Constructing learning experiences that push students into new levels of learning

I have a couple of things that I have been thinking about off and on for the past week that I wanted to get out, reflect on and maybe get some feedback

I am a constructivist...duh...I don't think it would be possible to expect students to use technology on all levels and stagesof learning and not be a constructivist! I believe learning is a process. I love my students to do projects as a learning tool and I like those to be meaningful to them. The problem I am running into is that student have forgotten how to be creative by the time I get them. So, I ask them to do a project and leave it pretty open and they just sit there....and complain that they want to know what it will look like. So I kept a few student examples of projects that my students did last year to show these students but, I threw them away!

In my experience working as a "camp counselor" at the Rec. Center I have found that when we did crafts the teens would look at my example and copy it! I don't see anything fun in that. Yeah they had fun doing it, but they lacked the spark and excitement of coming up with something that was truly theirs. So, I began only giving them general instructions and materials. The end results were way better than any example I could have given them. I've transfered this idea into my class projects and they don't like it!
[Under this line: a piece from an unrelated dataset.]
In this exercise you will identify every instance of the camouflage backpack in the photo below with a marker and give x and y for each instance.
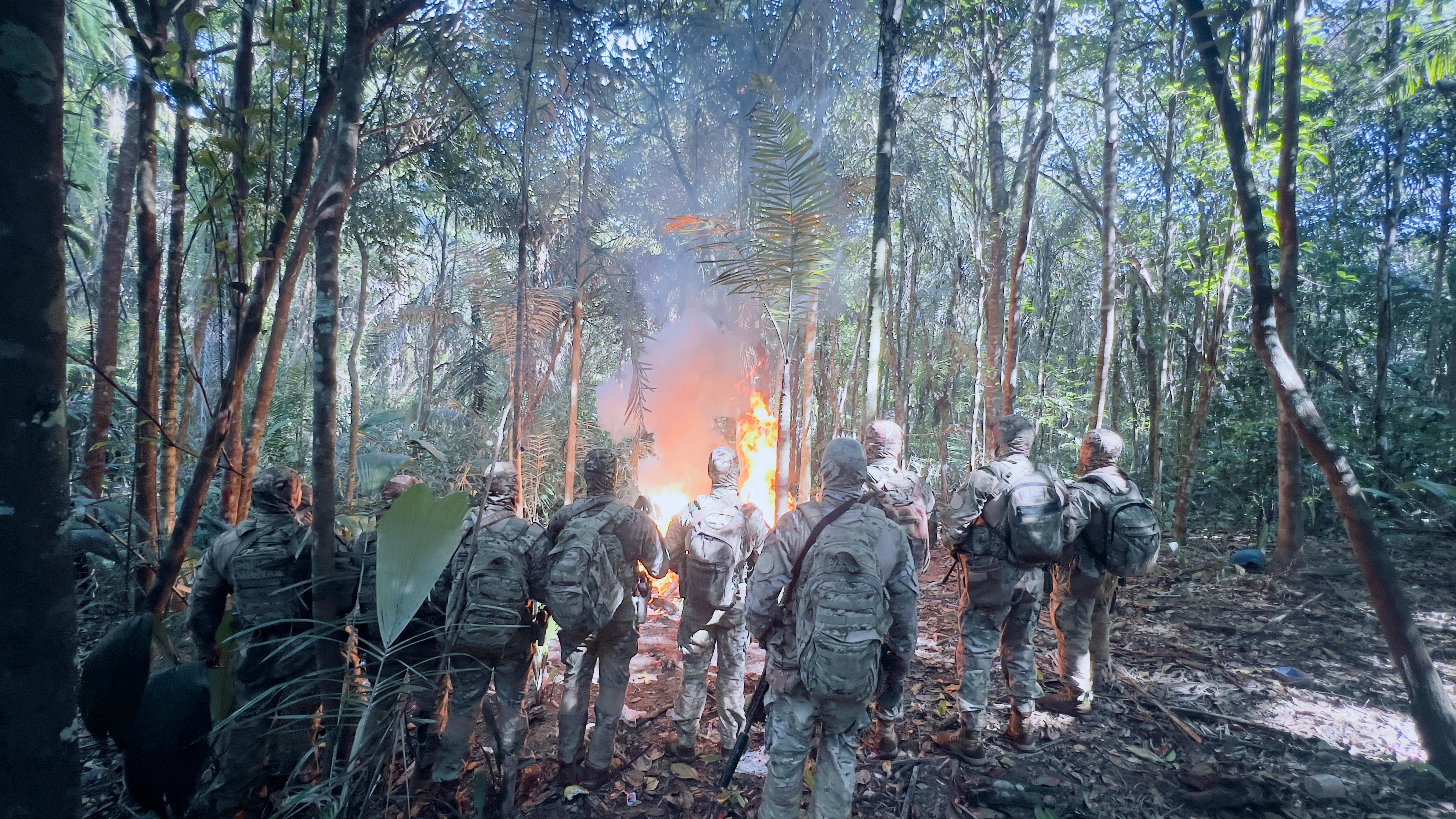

They want to know what the time line or poster or powepoint should look like. I always tell them "what ever works for you, what will help you learn this better?"
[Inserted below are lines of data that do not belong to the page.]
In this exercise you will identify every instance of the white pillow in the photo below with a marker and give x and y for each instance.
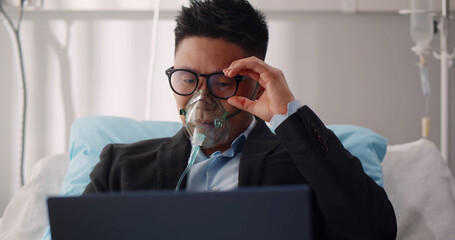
(25, 217)
(421, 188)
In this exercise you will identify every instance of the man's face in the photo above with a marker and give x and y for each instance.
(209, 55)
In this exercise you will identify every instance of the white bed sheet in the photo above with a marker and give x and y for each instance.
(421, 188)
(25, 217)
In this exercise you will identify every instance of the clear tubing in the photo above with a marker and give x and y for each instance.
(197, 141)
(14, 34)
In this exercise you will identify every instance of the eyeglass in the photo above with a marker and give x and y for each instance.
(184, 82)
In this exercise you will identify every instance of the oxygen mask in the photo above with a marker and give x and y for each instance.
(206, 121)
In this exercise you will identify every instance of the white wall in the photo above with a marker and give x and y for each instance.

They hate it! But I believe that real learning comes from creating something that is important and meaningful to the matter what shape the teacher likes a time line to be.
However in the future I plan to do the following to make the transition into creativity easier for my students:

1. Be very clear about the learning result I expect at the end
2. Be very clear about the time they have available to them
3. Spend a day at the beginning of the semester making sure all students are aware of their learning and personality style so they can fit these projects closer to them

This article
from The Journal discuss the inherent need for education to move to constructivism with the advent and prevalent use of technology EVERYWHERE. It discusses the use of technology in language learning classroom. I find it easier to learn a language when I converse in it, not just working in a workbook and writing phrases that are outdated an no one will see? What about having our students write for real purposes, in real language---then would we increase their proficiency? I guess I'll see at the end of this year after my students have spent the semester blogging about their learning experiences. They are pretty rough now, but they are taking them seriously.

1 comment:

Stewart said...

I've often thought of this "lack of willingness to be creative" as the passive vs. active learner. Math gets abstract in high school and you can't reguritate steps that a teacher gave notes on. You have to think critically for each problem and know what to do in what order. They just stare at me. Or the ones who want to get a good grade complain and get frustrated. I see this very clearly as the passive vs. active learning styles. Have they always been passive and we are asking them to make a leap that they aren't aware of? If so, how do we really get them to understand the difference of passive vs. active learner? Are their ways to build up to it? I have never taken an educational pysch. class, so I'm curious what others have to say.